And in regards of the question, if you're using convention #1, then your matrices are column-major. And if you're using convention #2, then they're row major. However, memory layout is the same in both cases
[vx.x vx.y vx.z 0 vy.x vy.y vy.z 0 vz.x vz.y vz.z 0 pos.x pos.y pos.z 1]
Which is why I said it is easier to memorize which element is which, 9 years ago.
To summarize the answers by SigTerm and dsharlet: The usual way to transform a vector in GLSL is to right-multiply the transformation matrix by the vector:
mat4 T; vec4 v; vec4 v_transformed;
v_transformed = T*v;
In order for that to work, OpenGL expects the memory layout of T to be, as described by SigTerm,
{1, 0, 0, 0, 0, 1, 0, 0, 0, 0, 1, 0, transX, transY, transZ, 1 }
which is also called 'column major'. In your shader code (as indicated by your comments), however, you left-multiplied the transformation matrix by the vector:
v_transformed = v*T;
which only yields the correct result if T is transposed, i.e. has the layout
{ 1, 0, 0, transX, 0, 1, 0, transY, 0, 0, 1, transZ, 0, 0, 0, 1 }
(i.e. 'row major'). Since you already provided the correct layout to your shader, namely row major, it was not necessary to set the transpose flag of glUniform4v.
You are dealing with two separate issues.
First, your examples are dealing with the memory layout. Your [4][4] array is row major because you've used the convention established by C multi-dimensional arrays to match your linear array.
The second issue is a matter of convention for how you interpret matrices in your program. glUniformMatrix4fv is used to set a shader parameter. Whether your transform is computed for a row vector or column vector transform is a matter of how you use the matrix in your shader code. Because you say you need to use column vectors, I assume your shader code is using the matrix A and a column vector x to compute x' = A x.
I would argue that the documentation of glUniformMatrix is confusing. The description of the transpose parameter is a really roundabout way of just saying that the matrix is transposed or it isn't. OpenGL itself is just transporting that data to your shader, whether you want to transpose it or not is a matter of convention you should establish for your program.
This link has some good further discussion: http://steve.hollasch.net/cgindex/math/matrix/column-vec.html
I think that the existing answers here are very unhelpful, and I can see from the comments that people are left feeling confused after reading them, so here is another way of looking at this situation.
As a programmer, if I want to store an array in memory, I cannot store a rectangular grid of numbers, because computer memory doesn't work like that, I have to store the numbers in a linear sequence.
Lets say I have a 2x2 matrix and I initialize it in my code like this:
const matrix = [a, b, c, d];
I can successfully use this matrix in other parts of my code provided I know what each of the array elements represents.
The OpenGL specification defines what each index position represents, and this is all you need to know to construct an array and pass it to OpenGL and have it do what you expect.
The row or column major issue only comes into play when I want to write my matrix in a document that describes my code, because mathematicians write matrixes as rectangular grids of numbers.

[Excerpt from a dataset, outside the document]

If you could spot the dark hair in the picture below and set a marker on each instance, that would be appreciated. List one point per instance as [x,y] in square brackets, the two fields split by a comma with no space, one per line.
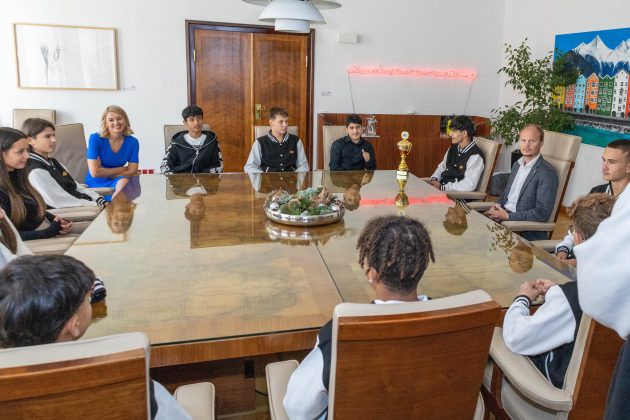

However this is just a convention, a way of writing things down, and has no impact on the code I write or the arrangement of numbers in memory on my computer. You could easily re-write these mathematics papers using some other notation, and it would work just as well.
For the array above, I have two options for writing this array in my documentation as a rectangular grid:
|a b| OR |a c|
|c d| |b d|
Whichever way I choose to write my documentation, this will have no impact on my code or the order of the numbers in memory on my computer, it's just documentation.
In order for people reading my documentation to know the order that I stored the values in the linear array in my program, I can specify that this is a column major or row major representation of the array as a matrix. If it is in column major order then I should traverse the columns to get the linear arrangement of numbers. If this is a row major representation then I should traverse the rows to get the linear arrangement of numbers.
In general, writing documentation in row major order makes life easier for programmers, because if I want to translate this matrix
|a b c|
|d e f|
|g h i|
into code, I can write it like this:
const matrix = [
a, b, c
d, e, f
g, h, i
];
For example:
GLM stores matrix values as m[4][4]. But it treats matrices as if they have a column major order. Even though for 2 dimensional array m[x][y] in C x represents a row and y represents a column, which means that matrix represented by this array has in fact row major order. The trick is to treat m[x][y] as if x represents a column and y represents a row. It is like you transposing the matrix without performing any additional operations to achieve that.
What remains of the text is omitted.